Lo scrubber orizzontale a letto fisso consente di ridurre la concentrazione delle sostanze odorigene presenti in una corrente gassosa, principalmente esalazioni e microinquinanti acidi, mediante la tecnologia dell’abbattimento ad umido.

L’aria satura derivante da:

  • biocelle;
  • aie di maturazione per il trattamento dei rifiuti;
  • processi produttivi che comportano la generazione di odori intensi e fastidiosi, ecc.

L’aria viene indirizzata tramite degli aspiratori ad uno o più scrubbers, i quali la umidificano con dell’acqua. La rimozione degli inquinanti con questo sistema di abbattimento avviene per dissoluzione degli stessi nel liquido di lavaggio che generalmente è acqua. Qualora gli inquinanti presenti siano scarsamente idrosolubili, la loro rimozione dal flusso d’aria viene effettuata impiegando dei reagenti acidi o basici adeguati (a seconda delle caratteristiche dell’inquinante).
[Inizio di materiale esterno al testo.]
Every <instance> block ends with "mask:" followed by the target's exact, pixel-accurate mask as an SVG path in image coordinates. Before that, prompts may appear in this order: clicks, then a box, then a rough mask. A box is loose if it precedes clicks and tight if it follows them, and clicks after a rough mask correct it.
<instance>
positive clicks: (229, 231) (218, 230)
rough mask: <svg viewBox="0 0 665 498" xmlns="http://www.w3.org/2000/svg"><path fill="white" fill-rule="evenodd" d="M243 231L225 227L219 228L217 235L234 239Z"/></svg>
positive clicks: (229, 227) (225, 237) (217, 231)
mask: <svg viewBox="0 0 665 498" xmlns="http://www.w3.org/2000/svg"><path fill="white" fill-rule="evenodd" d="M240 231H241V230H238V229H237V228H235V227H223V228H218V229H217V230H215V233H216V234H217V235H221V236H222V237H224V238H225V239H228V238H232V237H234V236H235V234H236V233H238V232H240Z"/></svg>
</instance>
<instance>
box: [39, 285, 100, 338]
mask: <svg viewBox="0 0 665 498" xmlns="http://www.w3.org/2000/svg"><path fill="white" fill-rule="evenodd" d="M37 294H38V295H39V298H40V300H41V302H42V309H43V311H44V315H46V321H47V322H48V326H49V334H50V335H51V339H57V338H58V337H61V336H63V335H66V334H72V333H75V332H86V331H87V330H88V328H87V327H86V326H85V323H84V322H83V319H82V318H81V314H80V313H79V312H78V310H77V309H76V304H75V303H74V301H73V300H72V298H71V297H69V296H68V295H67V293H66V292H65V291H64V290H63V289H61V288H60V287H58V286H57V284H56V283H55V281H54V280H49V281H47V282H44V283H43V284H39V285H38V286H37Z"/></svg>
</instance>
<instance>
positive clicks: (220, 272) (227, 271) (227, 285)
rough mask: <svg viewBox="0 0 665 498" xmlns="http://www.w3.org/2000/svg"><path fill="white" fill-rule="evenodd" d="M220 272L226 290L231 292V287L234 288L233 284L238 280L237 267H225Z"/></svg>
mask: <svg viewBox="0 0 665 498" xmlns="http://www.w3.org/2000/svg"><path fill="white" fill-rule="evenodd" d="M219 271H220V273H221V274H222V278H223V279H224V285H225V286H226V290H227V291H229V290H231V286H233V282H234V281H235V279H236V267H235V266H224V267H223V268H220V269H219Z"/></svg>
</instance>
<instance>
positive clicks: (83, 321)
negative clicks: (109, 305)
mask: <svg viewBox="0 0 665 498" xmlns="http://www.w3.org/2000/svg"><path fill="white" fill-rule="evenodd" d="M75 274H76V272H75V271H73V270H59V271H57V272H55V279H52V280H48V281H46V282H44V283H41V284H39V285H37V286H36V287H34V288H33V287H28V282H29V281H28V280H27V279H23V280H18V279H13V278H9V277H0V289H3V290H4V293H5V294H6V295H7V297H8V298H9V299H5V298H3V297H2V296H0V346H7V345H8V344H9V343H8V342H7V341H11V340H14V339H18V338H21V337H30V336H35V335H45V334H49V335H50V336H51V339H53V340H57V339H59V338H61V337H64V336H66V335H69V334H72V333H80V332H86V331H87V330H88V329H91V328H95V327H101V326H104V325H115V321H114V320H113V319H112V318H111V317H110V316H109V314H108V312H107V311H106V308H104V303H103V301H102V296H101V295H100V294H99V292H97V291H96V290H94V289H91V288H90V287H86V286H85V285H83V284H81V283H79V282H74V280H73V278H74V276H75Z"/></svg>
Tali reagenti, combinandosi chimicamente con l’inquinante da rimuovere, permettono la precipitazione del composto inquinante sul fondo dello scrubber.

Gli scrubber della serie S-O possono essere realizzati in polipropilene, in altri materiali termoplastici e in acciaio inox, inoltre sono disponibili diverse soluzioni tecnologiche in base alla tipologia di inquinante da depurare.

Gli scrubber della serie S-O – impianti di aspirazione per l’abbattimento a umido – sono costituiti da una camera orizzontale, generalmente di forma parallelepipeda, contenente uno o più strati sovrapposti di materiale di riempimento di varie forme che fornisce una superficie di contatto tra il gas da depurare e il liquido di abbattimento idonea all’ottenimento del grado di depurazione richiesto.

Principio di funzionamento degli scrubber orizzontali

Il principio di funzionamento consiste nel convogliare l’aria inquinata dentro una camera all’interno della quale viene realizzato, attraverso opportune e svariate tecnologie, un intimo contatto tra l’aria stessa e una certa quantità di acqua in modo tale da ottenere un trasferimento degli inquinanti dall’aria all’acqua, fino a consentire lo scarico diretto in atmosfera con concentrazione di inquinanti entro i limiti consentiti dell’aria trattata.

Sono previste singole o più zone di trattamento a seconda delle necessità come:

  • zona di contatto gas/soluzione di lavaggio, nella quale il liquido atomizzato dagli ugelli spruzzatori assorbe l’inquinante presente;
  • zona di centrifugazione, nella quale viene trasmessa alla fase liquida e gassosa una componente centrifuga tendente a convogliare sulla parete interna del lavatore le particelle della soluzione assorbente, contenenti adesso l’inquinante;
  • zona di separazione, nella quale il liquido si separa dal gas per effetto della diversa densità delle fasi.

La separazione è ottenuta per effetto di distacco della corrente gassosa dalla parete del lavatore.

Campi di applicazione

Industria: circuiti stampati (scrubbers per ammoniaca, acido nitrico, cloruro ferrico). Galvaniche. Elettrodeposizione. Decapaggi: chimico, farmaceutico, inceneritori/termovalorizzatori, impianti di compostaggio con sistema di abbattimento odori.